As he crosses the street in front of the store, the tourist sees two gray rats scamper from a sewer drain and fall into step behind him. Clutching his bronze trophy tightly, he walks faster, but every time he passes another sewer drain, more rats pop out and follow him.

By the time he's walked two blocks, at least a hundred rats are at his heels. The fog is quickly lifting and people begin to point and shout. He walks even faster, and then breaks into a trot as multitudes of rats swarm toward him from sewers, basements, vacant lots, and abandoned cars.

As in a nightmare, rats by the thousands are squealing fiercely at his heels. Nearing the waterfront at the bottom of the hill, he panics and starts to run.

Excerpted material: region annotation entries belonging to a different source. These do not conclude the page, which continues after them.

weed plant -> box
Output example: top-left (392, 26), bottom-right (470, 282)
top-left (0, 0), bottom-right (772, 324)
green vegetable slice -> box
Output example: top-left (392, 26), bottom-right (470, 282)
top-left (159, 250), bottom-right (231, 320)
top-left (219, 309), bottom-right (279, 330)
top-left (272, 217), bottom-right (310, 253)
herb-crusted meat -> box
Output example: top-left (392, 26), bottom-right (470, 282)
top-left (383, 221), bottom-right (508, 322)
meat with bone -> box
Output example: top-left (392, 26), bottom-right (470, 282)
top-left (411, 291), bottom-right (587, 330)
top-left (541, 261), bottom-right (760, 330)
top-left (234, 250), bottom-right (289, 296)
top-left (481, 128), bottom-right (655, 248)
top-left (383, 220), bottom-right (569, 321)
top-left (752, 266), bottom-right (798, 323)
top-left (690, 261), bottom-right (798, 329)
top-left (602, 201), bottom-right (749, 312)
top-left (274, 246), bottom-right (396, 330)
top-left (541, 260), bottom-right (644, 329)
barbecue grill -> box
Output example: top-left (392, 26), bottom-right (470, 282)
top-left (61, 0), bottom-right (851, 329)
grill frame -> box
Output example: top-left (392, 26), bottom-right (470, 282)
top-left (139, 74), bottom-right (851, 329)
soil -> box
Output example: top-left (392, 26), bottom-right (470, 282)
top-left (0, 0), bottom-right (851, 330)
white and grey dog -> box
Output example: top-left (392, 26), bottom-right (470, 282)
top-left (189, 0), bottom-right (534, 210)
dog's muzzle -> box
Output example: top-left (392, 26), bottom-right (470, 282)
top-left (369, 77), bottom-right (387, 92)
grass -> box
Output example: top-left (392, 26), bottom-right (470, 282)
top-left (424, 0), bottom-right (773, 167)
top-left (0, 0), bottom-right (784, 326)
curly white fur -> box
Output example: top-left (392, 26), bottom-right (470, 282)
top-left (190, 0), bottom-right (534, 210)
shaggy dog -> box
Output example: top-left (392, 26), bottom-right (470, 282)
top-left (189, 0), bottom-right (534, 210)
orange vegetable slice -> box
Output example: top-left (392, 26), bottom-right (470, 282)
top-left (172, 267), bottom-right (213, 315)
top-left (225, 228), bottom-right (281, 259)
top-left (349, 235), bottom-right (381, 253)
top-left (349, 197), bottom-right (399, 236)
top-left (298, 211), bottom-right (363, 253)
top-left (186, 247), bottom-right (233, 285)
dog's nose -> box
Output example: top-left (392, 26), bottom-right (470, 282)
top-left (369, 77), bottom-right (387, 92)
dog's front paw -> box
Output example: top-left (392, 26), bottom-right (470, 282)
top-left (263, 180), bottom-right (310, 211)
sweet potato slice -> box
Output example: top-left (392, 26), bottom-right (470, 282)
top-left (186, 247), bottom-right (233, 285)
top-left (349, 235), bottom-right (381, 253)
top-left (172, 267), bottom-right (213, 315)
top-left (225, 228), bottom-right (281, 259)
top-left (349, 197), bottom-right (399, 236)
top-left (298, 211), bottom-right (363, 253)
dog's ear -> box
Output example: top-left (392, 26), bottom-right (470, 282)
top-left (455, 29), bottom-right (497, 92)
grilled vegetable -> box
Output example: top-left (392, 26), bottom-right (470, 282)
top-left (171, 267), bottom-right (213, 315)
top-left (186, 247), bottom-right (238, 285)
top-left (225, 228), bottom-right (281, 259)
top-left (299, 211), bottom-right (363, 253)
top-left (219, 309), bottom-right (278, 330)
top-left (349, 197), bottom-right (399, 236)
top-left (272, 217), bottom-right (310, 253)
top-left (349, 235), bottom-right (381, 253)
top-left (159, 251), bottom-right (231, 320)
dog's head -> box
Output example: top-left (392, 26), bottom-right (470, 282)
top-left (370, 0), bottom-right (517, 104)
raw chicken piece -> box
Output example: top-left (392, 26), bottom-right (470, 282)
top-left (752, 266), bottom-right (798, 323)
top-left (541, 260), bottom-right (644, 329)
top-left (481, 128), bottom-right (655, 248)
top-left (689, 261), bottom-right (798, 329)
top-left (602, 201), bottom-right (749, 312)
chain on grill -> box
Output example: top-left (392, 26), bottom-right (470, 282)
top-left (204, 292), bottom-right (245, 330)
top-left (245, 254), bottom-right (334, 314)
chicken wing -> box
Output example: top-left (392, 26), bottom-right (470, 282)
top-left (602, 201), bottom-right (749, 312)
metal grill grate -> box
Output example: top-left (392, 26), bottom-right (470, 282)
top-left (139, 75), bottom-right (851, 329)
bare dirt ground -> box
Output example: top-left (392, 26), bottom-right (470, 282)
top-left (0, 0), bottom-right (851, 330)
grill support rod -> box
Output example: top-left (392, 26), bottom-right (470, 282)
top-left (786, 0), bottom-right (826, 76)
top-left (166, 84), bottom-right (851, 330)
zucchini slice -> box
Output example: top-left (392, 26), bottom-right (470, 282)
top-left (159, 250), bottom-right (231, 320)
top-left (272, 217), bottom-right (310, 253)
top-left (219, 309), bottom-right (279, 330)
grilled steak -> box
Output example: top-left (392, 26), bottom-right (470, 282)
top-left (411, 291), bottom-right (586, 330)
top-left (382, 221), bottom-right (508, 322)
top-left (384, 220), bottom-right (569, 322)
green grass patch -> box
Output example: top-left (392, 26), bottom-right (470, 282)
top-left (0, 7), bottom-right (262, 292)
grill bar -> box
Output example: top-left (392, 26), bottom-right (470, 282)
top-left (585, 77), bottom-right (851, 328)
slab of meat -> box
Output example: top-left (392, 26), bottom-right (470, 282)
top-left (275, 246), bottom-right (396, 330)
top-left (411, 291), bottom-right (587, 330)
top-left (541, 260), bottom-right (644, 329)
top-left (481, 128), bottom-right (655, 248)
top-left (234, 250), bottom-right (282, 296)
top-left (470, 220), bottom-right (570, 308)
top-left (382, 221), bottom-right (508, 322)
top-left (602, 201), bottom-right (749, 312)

No matter how fast he runs, the rats keep up, squealing hideously now, not just thousands but millions; a tide of rats pouring from every part of the city and closing in behind and around him.

Running onto a pier, and trapped at the edge, the tourist makes a mighty leap up onto a light post but, grabbing hold, drops the bronze rat. It lands with a bounce on the pier and tumbles into the Bay.

Pulling his legs up and clinging desperately to the light post, he watches in amazement as the screeching tide of rats surge over the end of the pier and follow the bronze rat into the bay. They thrash about wildly, but vainly, and all swiftly, agonizingly, sink into the dark, frigid water and drown.

Shaken and humbled, the tourist somehow makes his way through the returning fog back to the antique shop.

"Ah, so you've come back for the rest of the story," says the owner.

"No," says the tourist, "I was wondering if you had a bronze Republican.